# Lion Tag Thoughts???



## Labs Inc. (Aug 13, 2008)

I guess this is an if you were me question.....I drew the Central Mtns, Northeast Manti tag with 6 points. Now let me just say that regardless of what unit this is my first crack at chasing cats period so I of course have quite a bit of work to do and calls to make. But, that being said in a nut shell if you lived in Utah County and drew this with 6 points would you keep it or surrender it?


----------



## Mr Muleskinner (Feb 14, 2012)

can't hunt without a tag. Turning tags back in isn't in my thought process unless something comes up that makes it impossible to go.


----------



## Labs Inc. (Aug 13, 2008)

I hear what your saying Skinner.
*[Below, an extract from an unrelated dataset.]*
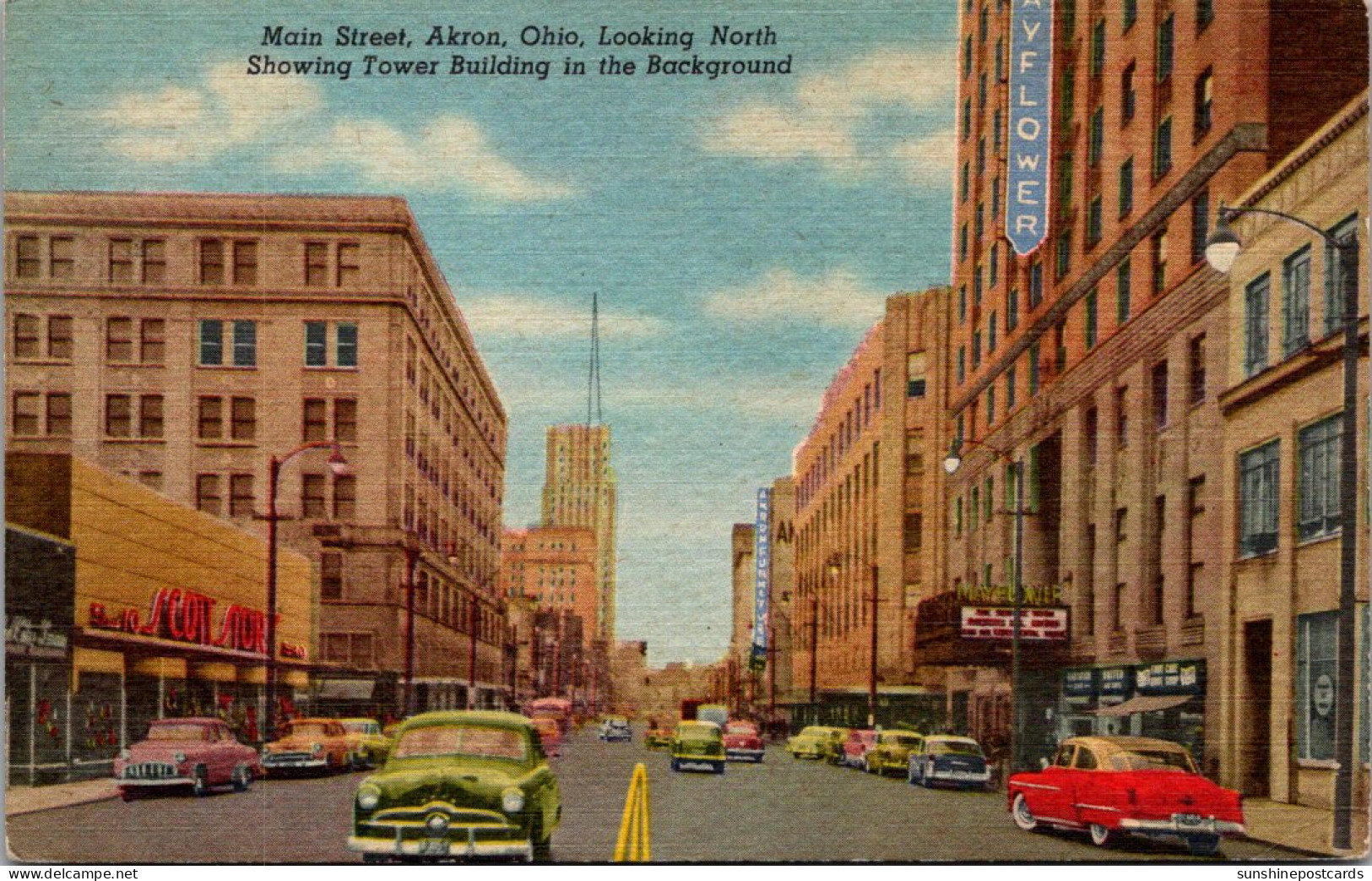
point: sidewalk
(28, 799)
(1301, 828)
What if your one known authority on this tag was more familiar with the immediate areas closer to home?


----------



## Mr Muleskinner (Feb 14, 2012)

I would learn the new area that I put in for or find somebody that did. Then I would go hunt.


----------



## polarbear (Aug 1, 2011)

Are you planning on hiring a guide/houndsman?... or do it on your own?


----------



## Mr Muleskinner (Feb 14, 2012)

most the houndsmen are willing to take their dogs out for free fun anymore. GO hunt.


----------



## Labs Inc. (Aug 13, 2008)

PB i'm planning using a houndsman. 

MMS i've officially placed your vote in the "keep it" column.


----------



## goofy elk (Dec 16, 2007)

Of the 4 Manti sub units, The NE Manti tag is the toughest ..
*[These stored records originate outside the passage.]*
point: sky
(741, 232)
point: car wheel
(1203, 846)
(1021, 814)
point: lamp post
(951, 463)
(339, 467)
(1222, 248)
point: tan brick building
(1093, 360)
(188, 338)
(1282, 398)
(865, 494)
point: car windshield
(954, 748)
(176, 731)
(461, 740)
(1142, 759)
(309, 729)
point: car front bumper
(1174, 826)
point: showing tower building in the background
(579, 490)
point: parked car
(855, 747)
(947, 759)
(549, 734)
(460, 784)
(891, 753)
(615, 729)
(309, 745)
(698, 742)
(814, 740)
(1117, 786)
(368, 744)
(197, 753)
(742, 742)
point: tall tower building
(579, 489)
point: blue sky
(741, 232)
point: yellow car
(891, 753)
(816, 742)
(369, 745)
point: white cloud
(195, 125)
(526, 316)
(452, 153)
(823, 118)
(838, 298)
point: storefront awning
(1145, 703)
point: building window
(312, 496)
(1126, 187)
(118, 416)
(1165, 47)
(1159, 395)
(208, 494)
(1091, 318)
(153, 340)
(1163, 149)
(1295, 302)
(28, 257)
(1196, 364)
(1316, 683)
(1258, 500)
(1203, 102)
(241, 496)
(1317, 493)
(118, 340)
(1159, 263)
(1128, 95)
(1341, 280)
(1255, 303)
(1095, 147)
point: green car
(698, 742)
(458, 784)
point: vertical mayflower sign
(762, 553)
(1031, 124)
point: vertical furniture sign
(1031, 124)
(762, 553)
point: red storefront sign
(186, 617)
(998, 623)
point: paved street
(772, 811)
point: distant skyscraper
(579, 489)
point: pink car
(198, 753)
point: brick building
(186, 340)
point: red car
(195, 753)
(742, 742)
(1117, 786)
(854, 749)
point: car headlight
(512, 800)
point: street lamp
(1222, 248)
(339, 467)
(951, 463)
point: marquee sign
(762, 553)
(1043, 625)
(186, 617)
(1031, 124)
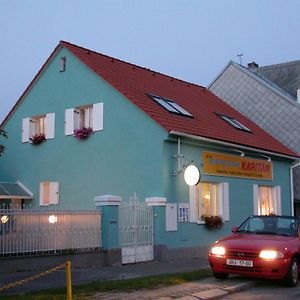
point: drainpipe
(292, 185)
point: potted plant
(212, 222)
(83, 133)
(38, 138)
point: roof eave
(230, 144)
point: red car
(263, 246)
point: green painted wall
(126, 157)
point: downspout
(292, 185)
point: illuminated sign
(235, 166)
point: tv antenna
(240, 57)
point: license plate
(239, 262)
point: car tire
(220, 275)
(292, 275)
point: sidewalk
(208, 288)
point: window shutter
(50, 126)
(225, 201)
(278, 200)
(54, 193)
(69, 121)
(98, 116)
(255, 199)
(41, 193)
(25, 130)
(193, 204)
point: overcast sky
(189, 39)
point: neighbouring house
(91, 130)
(270, 97)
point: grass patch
(126, 285)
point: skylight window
(170, 106)
(235, 123)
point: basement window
(170, 106)
(235, 123)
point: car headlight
(217, 250)
(270, 254)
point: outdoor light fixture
(191, 175)
(4, 219)
(52, 219)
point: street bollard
(69, 280)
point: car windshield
(271, 225)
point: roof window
(170, 105)
(235, 123)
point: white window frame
(49, 193)
(222, 202)
(275, 197)
(93, 118)
(29, 127)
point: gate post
(109, 205)
(158, 204)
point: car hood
(255, 242)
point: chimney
(253, 65)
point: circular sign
(191, 175)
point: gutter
(214, 141)
(292, 185)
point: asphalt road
(266, 290)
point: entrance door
(136, 231)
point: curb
(220, 292)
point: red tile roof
(135, 83)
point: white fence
(29, 231)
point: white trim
(156, 201)
(50, 126)
(211, 140)
(107, 200)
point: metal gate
(136, 231)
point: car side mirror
(234, 229)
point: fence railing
(28, 231)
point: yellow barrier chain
(20, 282)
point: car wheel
(292, 275)
(220, 275)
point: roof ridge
(279, 65)
(132, 64)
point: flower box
(38, 138)
(83, 133)
(212, 222)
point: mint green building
(92, 132)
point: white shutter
(25, 130)
(278, 200)
(50, 126)
(53, 193)
(97, 116)
(171, 217)
(69, 121)
(225, 201)
(255, 199)
(193, 204)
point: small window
(63, 64)
(39, 124)
(235, 123)
(49, 193)
(170, 106)
(208, 198)
(83, 117)
(267, 200)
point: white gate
(136, 231)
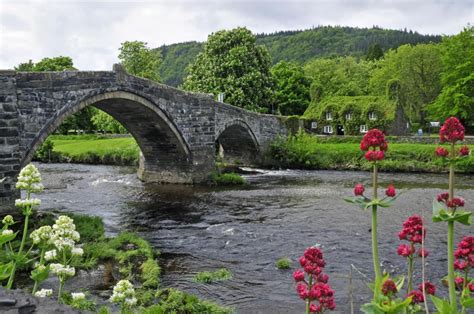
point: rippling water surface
(246, 229)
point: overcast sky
(91, 31)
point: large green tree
(457, 95)
(417, 69)
(342, 76)
(232, 63)
(139, 60)
(291, 88)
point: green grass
(93, 149)
(210, 277)
(283, 263)
(304, 151)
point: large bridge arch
(237, 142)
(165, 155)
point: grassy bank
(304, 151)
(92, 149)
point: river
(246, 229)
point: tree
(342, 76)
(139, 60)
(232, 63)
(291, 88)
(457, 95)
(374, 52)
(418, 70)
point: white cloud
(91, 31)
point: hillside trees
(232, 63)
(418, 70)
(457, 96)
(291, 88)
(139, 60)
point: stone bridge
(177, 131)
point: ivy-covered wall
(359, 108)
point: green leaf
(5, 270)
(4, 238)
(443, 306)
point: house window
(327, 129)
(372, 116)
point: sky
(91, 31)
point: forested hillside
(299, 46)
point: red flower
(417, 297)
(405, 250)
(390, 192)
(451, 131)
(359, 190)
(423, 253)
(441, 152)
(464, 151)
(389, 288)
(298, 275)
(455, 202)
(429, 288)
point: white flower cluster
(42, 235)
(44, 293)
(50, 255)
(8, 220)
(29, 179)
(28, 202)
(124, 293)
(62, 270)
(64, 233)
(78, 296)
(7, 232)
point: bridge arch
(165, 155)
(237, 142)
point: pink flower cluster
(417, 295)
(316, 290)
(451, 131)
(453, 204)
(464, 254)
(372, 140)
(413, 232)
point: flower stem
(375, 250)
(452, 287)
(308, 302)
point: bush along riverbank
(67, 258)
(304, 151)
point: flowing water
(246, 229)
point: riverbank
(301, 151)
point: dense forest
(298, 46)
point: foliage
(299, 46)
(175, 301)
(358, 107)
(291, 88)
(283, 263)
(233, 64)
(139, 60)
(106, 123)
(457, 96)
(227, 179)
(304, 151)
(210, 277)
(342, 76)
(417, 69)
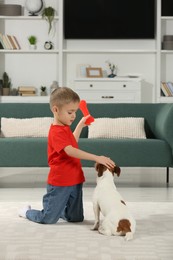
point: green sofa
(155, 151)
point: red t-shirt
(64, 170)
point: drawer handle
(107, 96)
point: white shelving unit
(27, 67)
(41, 67)
(164, 57)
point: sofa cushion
(127, 127)
(28, 127)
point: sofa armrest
(164, 124)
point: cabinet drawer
(110, 96)
(106, 85)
Rugged unit, ALOT of private and CWMU ground on the north half ...
Most of the WMU no longer allows motorized traval during the lion hunt.

Having someone that know the area WELL, and has GOOD dogs is a must...


----------



## Labs Inc. (Aug 13, 2008)

Goof how about the NE unit? PM sent.


----------



## goofy elk (Dec 16, 2007)

Labs Inc. said:


> Goof how about the NE unit? PM sent.


Sorry lab,

ment NE Typo'ed on the PM too----All the details are about the NE unit.


----------



## johnnycake (Jul 19, 2011)

A great houndsman to get in touch with it Brett Guymon. He lives in Orangeville and plays on the Manti a lot.


----------



## Labs Inc. (Aug 13, 2008)

Thanks Johnny. By chance is Brett a member of this forum?


----------



## elkantlers (Feb 27, 2014)

If you didn't want the tag why did you apply for it in the first place?


----------



## Springville Shooter (Oct 15, 2010)

^^^^^To lure ignorant people into asking loaded, rhetorical questions maybe?^^^^^^


----------



## elkantlers (Feb 27, 2014)

Springville Shooter said:


> ^^^^^To lure ignorant people into asking loaded, rhetorical questions maybe?^^^^^^


How is my question rhetorical? I was asking a legit question.


----------



## Labs Inc. (Aug 13, 2008)

Elkantlers as soon as you can show that my sole intention is to not keep the tag i will take the time to answer your question. Until then maybe think about upping your britches one more size. Please keep in mind that when applying for the permit i was not at a 100% odds. Or at least not in my mind. Now that i have the tag it seems pretty rational to me that i would take a closer look at the situation even to the extent of asking for credible opinions.


----------



## elkantlers (Feb 27, 2014)

Drawing a tag with less than 100% odds is a bonus to me, Not cause to think if it is worth it or not.


----------



## Labs Inc. (Aug 13, 2008)

Okay elkantlers i've got you in the keep it column.


----------



## houndsnhorses (Jul 14, 2014)

Go on biggamehoundsmen.com. There are a lot of houndmen on there that run that country that could probably give you a lot of experienced advice.


----------



## johnnycake (Jul 19, 2011)

I don't think Brett is on here too often. I believe Mikevanwilder knows him, as well as colorcountrygunner maybe? I have his number if you'd like it.


----------



## Labs Inc. (Aug 13, 2008)

Just wanted to follow up on this thread. For those that are still wondering why I put in for the tag and then contemplated keeping it, the issue I was having was not a lack of desire to hunt lions or to hunt that unit it was because land access was looking to be tough. Anyway I did a scouting run to check things out before the hunt started and got a lucky break when I ran into a land owner who gave me permission for more ground than I would ever need to cover "as long as I picked up old beer cans". I hunted several days and finally with the help of some great houndsmen filled my tag on the 25th. I learned a whole lot and had way more fun than I expected. Sorry but posting pictures on here has always proved to be above my IQ level. Thanks to those of you that were willing to help me out!


----------



## Idratherbehunting (Jul 17, 2013)

Labs Inc. said:


> Just wanted to follow up on this thread. For those that are still wondering why I put in for the tag and then contemplated keeping it, the issue I was having was not a lack of desire to hunt lions or to hunt that unit it was because land access was looking to be tough. Anyway I did a scouting run to check things out before the hunt started and got a lucky break when I ran into a land owner who gave me permission for more ground than I would ever need to cover "as long as I picked up old beer cans". I hunted several days and finally with the help of some great houndsmen *filled my tag on the 25th.* I learned a whole lot and had way more fun than I expected. Sorry but posting pictures on here has always proved to be above my IQ level. Thanks to those of you that were willing to help me out!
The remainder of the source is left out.